Die erste deutsche Autobahn, hier eine Aufnahme vom Oktober 1966, wurde vor 90 Jahren von Konrad Adenauer eröffnet, die heutige Autobahn 555 von Köln nach Bonn.

Deutschlands älteste öffentliche Autobahn feiert runden Geburtstag. Am 6. August wird die A555 zwischen Köln und Bonn 90 Jahre alt. Zeit für einen bewegten Rückblick.

Erbaut wurde die damals 20 Kilometer lange Kraftwagenstraße zwischen Köln und Bonn im Auftrag von Kölns Oberbürgermeister Konrad Adenauer, seinem Bonner Amtskollegen Wilhelm Lürken und Johannes Horion, Landeshauptmann der Rheinprovinz, dem ranghöchsten Beamten der damaligen Provinzialverwaltung. Damit der deutliche Beweis, dass nicht die Nationalsozialisten die Väter der Autobahn sind, sondern die Herren vor ihnen.

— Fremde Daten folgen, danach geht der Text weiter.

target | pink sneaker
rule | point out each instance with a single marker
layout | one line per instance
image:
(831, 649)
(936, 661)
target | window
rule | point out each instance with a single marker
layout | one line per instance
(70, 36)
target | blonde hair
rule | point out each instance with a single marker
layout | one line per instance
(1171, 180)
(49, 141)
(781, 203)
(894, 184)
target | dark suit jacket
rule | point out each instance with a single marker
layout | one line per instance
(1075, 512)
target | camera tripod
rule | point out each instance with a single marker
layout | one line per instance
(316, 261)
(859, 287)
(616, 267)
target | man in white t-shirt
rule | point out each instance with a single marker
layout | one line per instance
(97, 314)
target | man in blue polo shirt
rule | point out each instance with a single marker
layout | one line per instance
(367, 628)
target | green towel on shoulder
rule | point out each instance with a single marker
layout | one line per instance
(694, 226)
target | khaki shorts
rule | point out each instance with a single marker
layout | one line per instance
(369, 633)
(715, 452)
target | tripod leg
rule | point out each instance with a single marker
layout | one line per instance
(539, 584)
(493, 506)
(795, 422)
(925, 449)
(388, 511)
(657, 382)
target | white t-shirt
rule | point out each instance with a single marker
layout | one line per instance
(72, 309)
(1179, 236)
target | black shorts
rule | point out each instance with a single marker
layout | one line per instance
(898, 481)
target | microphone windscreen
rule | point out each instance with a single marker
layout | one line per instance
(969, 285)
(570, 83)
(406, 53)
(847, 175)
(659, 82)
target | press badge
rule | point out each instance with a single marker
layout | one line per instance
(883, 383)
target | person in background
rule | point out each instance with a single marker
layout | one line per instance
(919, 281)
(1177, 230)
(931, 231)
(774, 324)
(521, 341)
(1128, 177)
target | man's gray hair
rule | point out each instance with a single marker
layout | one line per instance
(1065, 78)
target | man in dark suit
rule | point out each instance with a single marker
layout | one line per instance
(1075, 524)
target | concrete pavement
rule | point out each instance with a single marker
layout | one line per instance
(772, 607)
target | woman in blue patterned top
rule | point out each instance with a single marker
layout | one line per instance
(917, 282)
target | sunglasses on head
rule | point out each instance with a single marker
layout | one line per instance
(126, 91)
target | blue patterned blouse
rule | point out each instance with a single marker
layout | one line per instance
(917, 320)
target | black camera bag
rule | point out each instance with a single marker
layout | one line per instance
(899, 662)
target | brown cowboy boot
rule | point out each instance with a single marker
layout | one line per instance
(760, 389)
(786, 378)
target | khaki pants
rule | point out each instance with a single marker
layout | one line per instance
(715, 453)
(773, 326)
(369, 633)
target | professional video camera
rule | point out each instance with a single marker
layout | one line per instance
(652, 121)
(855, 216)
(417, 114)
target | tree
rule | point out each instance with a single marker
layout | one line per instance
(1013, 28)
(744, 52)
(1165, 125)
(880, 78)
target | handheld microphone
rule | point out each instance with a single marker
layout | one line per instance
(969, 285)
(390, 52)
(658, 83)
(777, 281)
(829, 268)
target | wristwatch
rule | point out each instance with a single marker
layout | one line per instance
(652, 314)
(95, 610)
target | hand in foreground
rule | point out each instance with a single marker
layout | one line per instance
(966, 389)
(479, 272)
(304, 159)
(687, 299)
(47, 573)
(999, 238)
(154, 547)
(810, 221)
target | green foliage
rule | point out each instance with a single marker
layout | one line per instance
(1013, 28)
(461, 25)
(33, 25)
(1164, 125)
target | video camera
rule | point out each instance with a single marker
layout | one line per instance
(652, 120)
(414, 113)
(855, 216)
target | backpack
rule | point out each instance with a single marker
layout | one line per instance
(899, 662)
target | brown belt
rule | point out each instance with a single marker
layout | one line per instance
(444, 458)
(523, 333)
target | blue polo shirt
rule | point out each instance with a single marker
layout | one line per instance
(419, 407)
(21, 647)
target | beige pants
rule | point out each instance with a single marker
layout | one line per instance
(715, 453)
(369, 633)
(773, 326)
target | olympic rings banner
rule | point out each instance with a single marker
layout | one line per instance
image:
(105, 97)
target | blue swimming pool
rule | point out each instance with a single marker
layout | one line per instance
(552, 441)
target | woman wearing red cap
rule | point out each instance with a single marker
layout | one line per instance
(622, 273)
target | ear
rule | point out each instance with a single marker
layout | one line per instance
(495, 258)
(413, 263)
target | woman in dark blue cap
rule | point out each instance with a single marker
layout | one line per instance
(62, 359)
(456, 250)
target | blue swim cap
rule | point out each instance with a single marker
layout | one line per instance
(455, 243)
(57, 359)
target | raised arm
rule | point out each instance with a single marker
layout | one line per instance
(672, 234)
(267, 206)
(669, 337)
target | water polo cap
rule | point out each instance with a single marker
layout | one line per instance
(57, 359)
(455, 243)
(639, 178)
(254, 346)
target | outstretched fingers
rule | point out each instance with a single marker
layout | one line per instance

Adenauer als großer Autofan erteilte den Auftrag mit seinem Kollegen trotz wirtschaftlich prekärer Lage. Die Straße soll die „volle Entfaltung der raumüberwindenen Kraft des Kraftfahrzeugs bei größtmöglicher Betriebswirtschaft“ möglich machen. Ein Tempolimit erachten die drei auf der bis auf eine längere Kurve bei Wesseling nahezu geraden Strecke als unmodern, dieses folgt erst Jahrzehnte später.

Köln: Autobahn A555 feiert 90. Geburtstag

Die Politiker schaffen es, rund die Hälfte der Kosten von 8,6 Millionen Reichsmark (heute rund 31 Millionen Euro) aus Berlin zahlen zu lassen. Wer sich von 5540 eingesetzten Arbeitslosen gegen die Arbeit sträubt, erhält keine Stütze. Und damit die Arbeiter möglichst lange beschäftigt sind, werden Bagger und Förderbänder verboten, lediglich Loren sind gestattet. Der Bau, beginnend im Oktober 1929, ist also echte Handarbeit, wie die Autobahn GmbH anlässlich des Geburtstags mitteilt.

Vollendet wird die Straße schließlich am 6. August 1932 mit der öffentlichen Einweihung. Fahnen und Girlanden schmücken den Kölner Verteilerkreis und über die Straße ist ein grünes Eröffnungsband gespannt. Der Rundfunk hat seine Mikrofone aufgestellt und Sonderbeilagen der Zeitungen werden verteilt. Lürken sieht Tourismusströme auf seine Stadt hinzurollen, Adenauer freut sich: „So werden die Straßen der Zukunft aussehen.“

Die neue Straße kommt mit bis dahin unbekannten Dimensionen daher: Jede der vier Fahrspuren hat eine Breite von drei Metern, auf beiden Seiten schließen zwei Meter breite, weitestgehend feste Bankette die Fahrbahn ab.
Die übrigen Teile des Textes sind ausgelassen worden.